The Best Leaders Take a Stand

Rebecca Zucker | Next Step Partners

Thoughts from Rebecca Zucker | San Francisco
Some of the best leaders I have seen in my work as an executive coach are low ego. They are able to put their own ego aside to take a stand to do what’s right — for the customer, the team, the organization or even for their entire industry and their larger communities. They do the right thing, even when it’s not the popular thing to do or when it may not serve them personally.

Strong leaders don’t just lead by rhetoric, they lead by positive example. When others go low, they go high. They stand up for the values they hold dear. In doing so, leaders set the norm for their teams, organizations and others who look up to them. Many leaders forget or lose sight of the power that comes with their position and the effect that it has on others, for better or for worse. The racist, xenophobic and misogynistic messages and behaviors have been normalized and legitimized by our new President-elect, and have tragically resulted in hundreds of hate crimes across the country.

Strong leaders take a stand and speak up against hate and injustice. Click To Tweet

Strong leaders also take a stand and speak up against hate and injustice, and care about their people. The swift public statement made by both the President and Provost of the University of Pennsylvania condemning a recent racist message received by Black freshman students is an example of such leadership. I have also seen some of my clients show tremendous leadership by standing up against injustices when they’ve seen them, such as pay inequity and other forms of discrimination, and I applaud them for doing so. The times require this from more leaders, more of the time.

The Best Leaders Take Action

Michael Melcher | Next Step Partners

Thoughts from Michael Melcher | New York
Leadership doesn’t wait for certainty. You can’t know how things will turn out. You take action anyway.

I grew up feeling mismatched for my time; a liberal Democratic who came of age in a conservative geography and in a Republican era. For decades I dabbled in politics here and there, but never felt that I was in the right place at the right time. But this past year I decided to involve myself. I had admired Hillary Clinton for many years and knew that there might not be another chance to elect someone I felt this kind of passion for.

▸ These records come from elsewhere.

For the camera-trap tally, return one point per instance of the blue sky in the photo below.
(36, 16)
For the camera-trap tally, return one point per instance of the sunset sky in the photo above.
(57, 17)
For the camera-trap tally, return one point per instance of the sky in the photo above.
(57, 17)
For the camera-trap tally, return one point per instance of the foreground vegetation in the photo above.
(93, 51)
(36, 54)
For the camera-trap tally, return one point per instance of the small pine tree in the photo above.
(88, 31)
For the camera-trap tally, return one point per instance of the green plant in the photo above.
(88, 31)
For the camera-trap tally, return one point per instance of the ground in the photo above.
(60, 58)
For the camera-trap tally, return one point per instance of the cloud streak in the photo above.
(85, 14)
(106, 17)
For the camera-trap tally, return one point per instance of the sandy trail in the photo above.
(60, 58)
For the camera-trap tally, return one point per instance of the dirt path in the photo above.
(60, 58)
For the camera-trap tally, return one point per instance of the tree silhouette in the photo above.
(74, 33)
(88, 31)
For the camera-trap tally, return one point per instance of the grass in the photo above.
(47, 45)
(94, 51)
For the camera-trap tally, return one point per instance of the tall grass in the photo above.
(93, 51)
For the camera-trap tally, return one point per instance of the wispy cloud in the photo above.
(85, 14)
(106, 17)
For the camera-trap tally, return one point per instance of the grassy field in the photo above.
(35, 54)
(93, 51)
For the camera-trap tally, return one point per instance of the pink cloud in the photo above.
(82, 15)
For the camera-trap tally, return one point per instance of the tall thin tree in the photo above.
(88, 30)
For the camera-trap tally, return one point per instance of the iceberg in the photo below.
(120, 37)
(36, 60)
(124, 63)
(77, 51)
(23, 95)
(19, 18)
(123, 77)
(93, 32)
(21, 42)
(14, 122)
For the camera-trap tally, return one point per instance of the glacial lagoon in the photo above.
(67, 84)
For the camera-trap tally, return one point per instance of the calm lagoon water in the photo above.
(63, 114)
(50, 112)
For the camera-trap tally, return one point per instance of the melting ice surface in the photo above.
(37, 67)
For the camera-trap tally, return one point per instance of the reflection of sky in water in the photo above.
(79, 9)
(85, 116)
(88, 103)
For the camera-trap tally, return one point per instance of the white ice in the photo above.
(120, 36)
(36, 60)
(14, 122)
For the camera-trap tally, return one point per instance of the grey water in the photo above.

I volunteered as a fundraiser, and quickly discovered how hard it is to raise money, even from strong partisans. I went to events and rallies, which were fun and inspiring but which seemed limited in impact. I did get-out-the-vote with my toddler sons in New Hampshire, which is painstaking, time-intensive work that yields few immediate rewards. I liked being involved, but at the same time I felt that the real political world was, and would always be, beyond my grasp.

Leaders recognize that constructive action is always within everyone’s power. Click To Tweet

But as I went along, I got messages. A woman I had known in high school wrote to me and said that my actions were appreciated more than I could possibly know. After the election, friends from across the country reached out to check how I was feeling—including Republicans, who sent warm greetings. My children’s immigrant nanny hugged me and told me that I done my part and could move on. I learned that my posts had been forwarded, that my thoughts had been thought about, and that my actions had been observed. To my surprise, I had had an impact beyond myself. People seemed to see me as a kind of leader. Maybe I was.

I saw Secretary Clinton a few times in person and the word that always came to my mind was “grounded.” She knew what she stood for and why she was doing what she was doing, and she kept going past every setback. She took action, as did millions of her supporters. And regardless of the results of this particular election, constructive action is always within our power.